Israel

Cuando el agua pasa de largo

02.04.2008 | 13:43

Las tierras de los árabes de ciudadanía israelí en el valle del Batouf están partidas en dos por un ancho canal que lleva agua al desierto del Negev, pero que lo hace sin dejar ni una gota en sus campos y sí en los de sus vecinos judíos.

La inmensa mayoría de las tierras en este valle de la Baja Galilea, una estrecha y fértil franja de 17 kilómetros de largo por cuatro de ancho, está en manos de árabes que se quedaron aquí tras la creación en 1948 del Estado de Israel pero que, desde entonces, se sienten tratados como ciudadanos de segunda.

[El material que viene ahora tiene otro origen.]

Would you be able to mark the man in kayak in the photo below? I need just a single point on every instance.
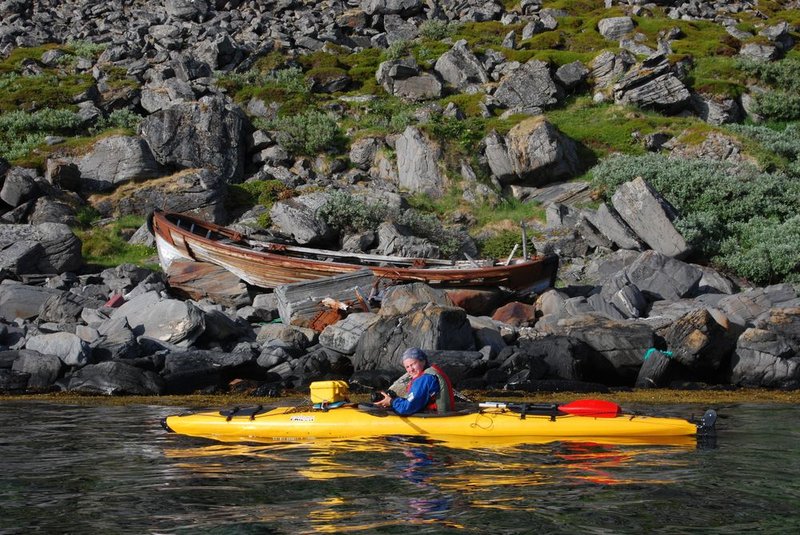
(424, 387)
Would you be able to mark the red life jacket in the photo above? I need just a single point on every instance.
(445, 400)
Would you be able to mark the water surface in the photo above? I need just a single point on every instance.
(112, 469)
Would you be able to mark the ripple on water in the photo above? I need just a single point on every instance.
(82, 469)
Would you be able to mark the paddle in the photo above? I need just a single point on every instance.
(596, 408)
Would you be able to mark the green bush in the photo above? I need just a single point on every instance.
(783, 103)
(21, 132)
(308, 133)
(124, 119)
(764, 250)
(428, 226)
(347, 213)
(501, 244)
(717, 201)
(437, 30)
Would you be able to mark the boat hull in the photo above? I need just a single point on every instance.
(182, 237)
(286, 423)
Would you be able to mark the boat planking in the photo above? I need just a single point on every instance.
(269, 264)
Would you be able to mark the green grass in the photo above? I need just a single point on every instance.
(105, 246)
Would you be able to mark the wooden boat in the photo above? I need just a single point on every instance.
(486, 422)
(269, 264)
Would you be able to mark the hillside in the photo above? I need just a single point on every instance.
(454, 115)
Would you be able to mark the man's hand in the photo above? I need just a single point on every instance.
(386, 402)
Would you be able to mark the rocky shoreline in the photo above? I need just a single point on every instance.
(632, 310)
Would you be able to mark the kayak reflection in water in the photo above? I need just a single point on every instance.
(424, 387)
(435, 506)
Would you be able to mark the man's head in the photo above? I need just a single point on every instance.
(414, 361)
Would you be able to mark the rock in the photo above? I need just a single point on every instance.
(194, 370)
(198, 192)
(42, 370)
(529, 86)
(343, 336)
(608, 67)
(405, 297)
(418, 163)
(207, 134)
(115, 160)
(616, 346)
(765, 359)
(652, 85)
(609, 223)
(716, 111)
(19, 186)
(615, 28)
(298, 217)
(21, 301)
(113, 379)
(516, 314)
(650, 216)
(13, 382)
(460, 68)
(660, 277)
(364, 150)
(748, 307)
(168, 320)
(572, 75)
(497, 157)
(540, 153)
(68, 347)
(700, 344)
(428, 327)
(115, 341)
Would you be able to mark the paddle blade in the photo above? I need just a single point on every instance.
(597, 408)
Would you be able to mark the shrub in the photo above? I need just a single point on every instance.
(124, 119)
(347, 213)
(717, 201)
(21, 132)
(105, 246)
(308, 133)
(783, 103)
(437, 30)
(764, 250)
(428, 226)
(500, 245)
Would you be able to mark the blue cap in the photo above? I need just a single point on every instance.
(414, 353)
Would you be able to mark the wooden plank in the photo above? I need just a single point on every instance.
(345, 254)
(300, 302)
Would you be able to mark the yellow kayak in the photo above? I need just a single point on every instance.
(490, 421)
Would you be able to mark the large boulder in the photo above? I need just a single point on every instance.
(765, 359)
(660, 277)
(43, 370)
(428, 327)
(650, 216)
(460, 68)
(199, 192)
(113, 378)
(540, 153)
(418, 163)
(207, 134)
(529, 87)
(167, 320)
(298, 217)
(115, 160)
(653, 85)
(194, 370)
(22, 301)
(68, 347)
(49, 248)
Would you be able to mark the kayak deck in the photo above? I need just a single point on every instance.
(354, 421)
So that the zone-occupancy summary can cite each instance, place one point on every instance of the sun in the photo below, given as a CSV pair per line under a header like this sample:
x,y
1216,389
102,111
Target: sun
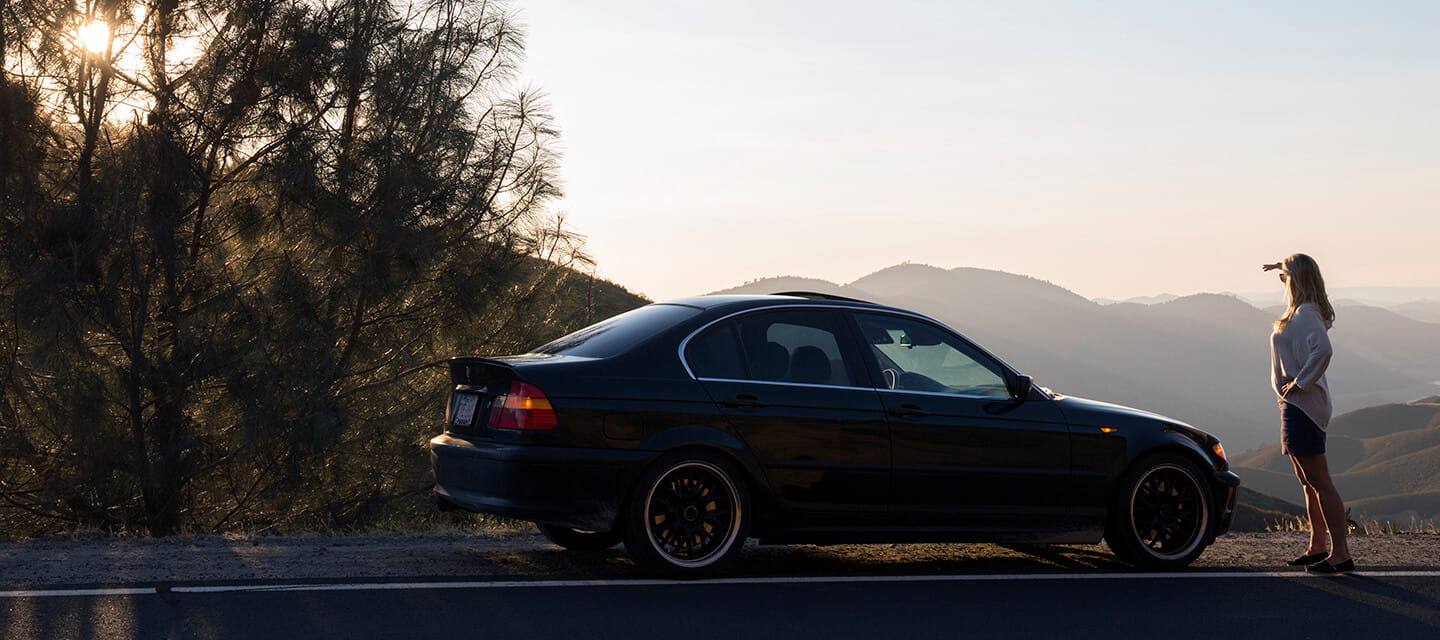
x,y
94,36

La vida diaria es cada vez más difícil para estos agricultores, que se dicen discriminados por el Gobierno israelí, al que acusan de no invertir en la zona y culpan de los dos grandes problemas que padece su región: la escasez de agua de regadío y las inundaciones que cada invierno destruyen las cosechas.

"En el año 1961 confiscaron montones de tierras a familias humildes para hacer el canal, pero ahora esas mismas familias no pueden utilizar ese agua para regar las tierras que les quedan", asegura a Efe Hissan Younis, ingeniero agrónomo de la localidad.

"Esto es como estar muy sediento y tener un vaso de agua cerca pero no poder tocarlo", dice el agricultor Turky Tarabiya, que explica que "el agua va del lago Tiberíades al desierto del Negev, pero es sólo para los agricultores judíos".

Según Younis, en todo su recorrido desde el norte al sur del país el acueducto, el principal de Israel, es subterráneo, y "sólo aquí está en la superficie, partiendo las tierras árabes en dos". A su paso por el Batouf, el canal tiene cerca de cien metros de ancho y está bajo control militar.

El granjero Kasin Yarbuni cuenta que empezó a trabajar la tierra en los años sesenta, "cuando aún no había ni tractores", y se queja de que las autoridades les venden el agua a 6,5 shekels (1,8 dólares/1,15 euros) por metro cúbico, mientras que los agricultores judíos pagan entre 0,8 y 1,8 shekels (0,22 y 0,50 dólares/0,14 y 0,32 euros).

"La estrategia aquí es: si soy judío, siempre gano. Si soy árabe, siempre pierdo", afirma, al tiempo que denuncia que "las tierras árabes nunca están incluidas en los planes de desarrollo del Ministerio de Agricultura de Israel".

Los árabes con ciudadanía israelí son alrededor de un millón y medio, un 20 por ciento de la población de Israel.

Aumni Zidane, director de la Sociedad para el Desarrollo Comunitario Ahali, indica que "los árabes están abandonando la agricultura para dedicarse a otra cosa porque les cierran el grifo.

En este país todavía se nos trata como enemigos".

En el Batouf el agua siempre falta o sobra; cada invierno el valle se inunda sin que los agricultores puedan hacer nada más que resignarse, puesto que este área no cuenta con sistemas de drenaje ni de almacenamiento de agua.

"Toda la tierra de Israel está drenada excepto esta zona y se debe sólo a que sus propietarios son árabes", dice Mustafá Natur, director de la Asociación de Agricultores del Valle de Batouf, para quien "es imprescindible que se construyan sistemas de irrigación que eviten las inundaciones y permitan el riego".

"Hemos propuesto hacer embalses, pero nos dicen que no podemos porque afectaría a los pájaros e insectos de la zona. Sencillamente, no quieren que esta gente viva aquí. Quieren que todos los árabes abandonen sus granjas y se vayan a otra parte", añade.

"La lucha entre judíos y árabes es la lucha por la tierra. Todos los judíos quieren que los árabes abandonen la tierra. Que sigan aquí trabajando, pero que no sean propietarios", explica Natur.

Kasin Yarbuni, que cultiva desde siempre sus tierras en este valle, señala que "vivimos aquí desde hace siglos y todas las generaciones cultivaron estas tierras y vivieron de la agricultura.

Desde que llegaron los israelíes tenemos enormes problemas de escasez de agua. Nos la venden muy cara y siguen confiscando nuestras tierras".

Pese a las dificultades, no duda de qué hará en un futuro y asegura: "No voy a irme a ningún otro lado. Me quedaré aquí. Mis hijos vivirán aquí y también lo harán mis nietos, mis bisnietos, y mis tataranietos".

En una esquina del valle se levanta el kibutz (cooperativa agrícola israelí) de Hasolelim, el único lugar de la zona pueden verse amplias cañerías y los modernos sistemas de riego con los que sueñan sus vecinos árabes.